That's Too Much, Man!

That Went Well

  • Nina Simone's cover version of Janis Ian's song "Stars" closes this season finale, and it resonates with the overall atmosphere of the ending. The version heard over the credits ends with the sound of a needle at the end of its groove, making the ending even more haunting.
    But anyway, I'm trying to tell my story...
    Janis Ian told it very well,
    Janis Joplin told it even better,
    Billie Holiday even told it even better...
    We always, we always, we always have a story...

    Season 4 
General
  • Saint Motel's "Cold Cold Man", the song playing in the Season 4 trailer, beautifully fits with the preview for this season, and there's some Fridge Brilliance in a song that talks about a man being unable to express his love being the theme for this season.
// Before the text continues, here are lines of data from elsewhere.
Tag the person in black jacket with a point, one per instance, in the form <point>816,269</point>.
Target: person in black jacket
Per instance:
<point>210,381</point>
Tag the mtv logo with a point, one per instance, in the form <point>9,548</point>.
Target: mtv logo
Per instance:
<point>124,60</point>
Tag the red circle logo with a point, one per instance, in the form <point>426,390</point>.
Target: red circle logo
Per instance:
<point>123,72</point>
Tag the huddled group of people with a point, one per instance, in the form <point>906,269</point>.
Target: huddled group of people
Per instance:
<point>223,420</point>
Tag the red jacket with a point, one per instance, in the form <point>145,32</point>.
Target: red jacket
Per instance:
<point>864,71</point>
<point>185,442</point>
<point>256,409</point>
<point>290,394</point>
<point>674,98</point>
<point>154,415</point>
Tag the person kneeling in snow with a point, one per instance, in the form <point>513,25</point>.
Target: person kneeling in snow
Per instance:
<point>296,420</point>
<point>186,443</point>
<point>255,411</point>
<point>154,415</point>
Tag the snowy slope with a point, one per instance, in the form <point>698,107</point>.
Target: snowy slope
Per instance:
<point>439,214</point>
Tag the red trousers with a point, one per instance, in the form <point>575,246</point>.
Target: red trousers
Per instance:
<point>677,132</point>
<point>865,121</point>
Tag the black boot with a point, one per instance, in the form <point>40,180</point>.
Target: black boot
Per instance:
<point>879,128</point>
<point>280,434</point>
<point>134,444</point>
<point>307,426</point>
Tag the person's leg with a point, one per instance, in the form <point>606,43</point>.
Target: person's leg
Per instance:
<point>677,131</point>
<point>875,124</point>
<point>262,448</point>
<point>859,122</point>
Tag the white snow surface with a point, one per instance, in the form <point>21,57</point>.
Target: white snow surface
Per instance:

See Mister Peanutbutter Run

  • This episode concludes with "I'm Mr. Peanutbutter", which is yet another catchy, alternate parody version of "Back in the '90s", but this time, it's from Mr. Peanutbutter's point-of-view, as he makes some weird promises for his political campaign in the California gubernatorial election.

The Old Sugarman Place

Stupid Piece of Sh*t

  • K. Flay's "Blood in the Cut", which plays over during Bojack's inner monologues. It's a fitting song for somebody who wants to drown out their self-loathing with anything they can get their hands on.
    Guess I'm contagious, it'd be safest if you ran
    Fuck, that's what they all just end up doing in the end

Ruthie

  • Tank and the Bangas' "Oh Heart", heard over the closing credits. That rinky-tink style of the piano particularly, especially for the disparity between how sad the episode is and how upbeat the song is.

What Time Is It Right Now

  • Jenny Owen Youngs' "Wake Up", the final song of this season finale, which plays over during Hollyhock's and BoJack's phone call, in which she is very happy to have him in her life as a brother, and he gives his first genuine and sincere smile in the entire show. The music perfectly crowns what is, to many, the most heartwarming moment of the show thus far.
    Make way for the new time
    Can't wait on the side lines

    Season 5 
General
  • "Back in the '90s" is remixed a few times this season: "The Dog Days Are Over" plays a Vietnamese dub of the song; "The Amelia Earhart Story" has a lilting acoustic guitar cover; "Free Churro" has a pipe organ funeral dirge; "Mr. Peanutbutter's Boos" has a Halloween-style cover; and "Ancient History" has a high-energy metal version.

The Light Bulb Scene

  • "Los Ageless", by St. Vincent, plays at the beginning and end of the episode, foreshadowing Bojack's Sanity Slippage throughout the season, as both times it plays the scenes are identical.

Planned Obsolescence

  • "Break My Fall", by Doc Robinson, is a cool and chill ballad sung with a guitar that matches nicely with the melancholic though lightly hopeful tone of the episode's end, with Bojack making a selfless action that goes awry, Todd breaking up with Yolanda to look for someone with whom he has more in common, and Mr. Peanutbutter entering a new relationship.